William
Heyen
Lord
Dragonfly: Five Sequences
Vanguard
Press
1981
_____________________________________________________________
Recovered by Matthew Henriksen
Smoky with knowledge, Lord Dragonfly:
Five Sequences teaches the intimacy of accessibility. All master poets offer profound music, but Heyen has trimmed his lines so thoroughly they ring a
primary simplicity. Like a fusion of
Whitman’s natural observation and the clarity of Oriental introspection, the
poems so emphatically adhere to their images, both visual and visionary, that
they approach objective emotionality. A
force that is not Heyen’s courses through these poems
as he steps back, honest to experience and devoted to allowing the experience
to coincide unaltered with its artifice.
The five sequences form around an
ambiguous, pervasive center, “each a consciousness defining its crises,
straining to know, coming to something it can hold to,” Heyen
announces in a brief prefatory note.
Each sequence as it is read seems to become a center for the others, then rejoins the outer circle when the white space
reappears. The five conceits, each true
to a thematic constraint and their formal elements, seek to disclose an
unnamable presence that is at once the apparent source of vitality and sorrow.

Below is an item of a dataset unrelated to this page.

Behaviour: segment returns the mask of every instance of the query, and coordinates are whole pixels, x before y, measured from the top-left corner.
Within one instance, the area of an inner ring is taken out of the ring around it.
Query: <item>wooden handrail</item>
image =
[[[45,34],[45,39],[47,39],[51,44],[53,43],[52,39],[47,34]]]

The first sequence, “The Ash,” charts the
mourner’s cathartic restraint toward a dying friend by immersing grief into the
idea of his mountain ash, an incredibly subtle, mostly narrative rendering of
the deep image, though in Heyen’s poems the image is
overcome by the word that conceives it.
The title poem, which conjures literally the ash tree while suggesting
invasively many figurative degenerative ashes, describes visits to a dying
friend, descending into madness, with oblique tenderness and a spiritual
lashing at self,
I nodded,
but tried to save myself, ignored him,
closed my eyes, thought (for this was May)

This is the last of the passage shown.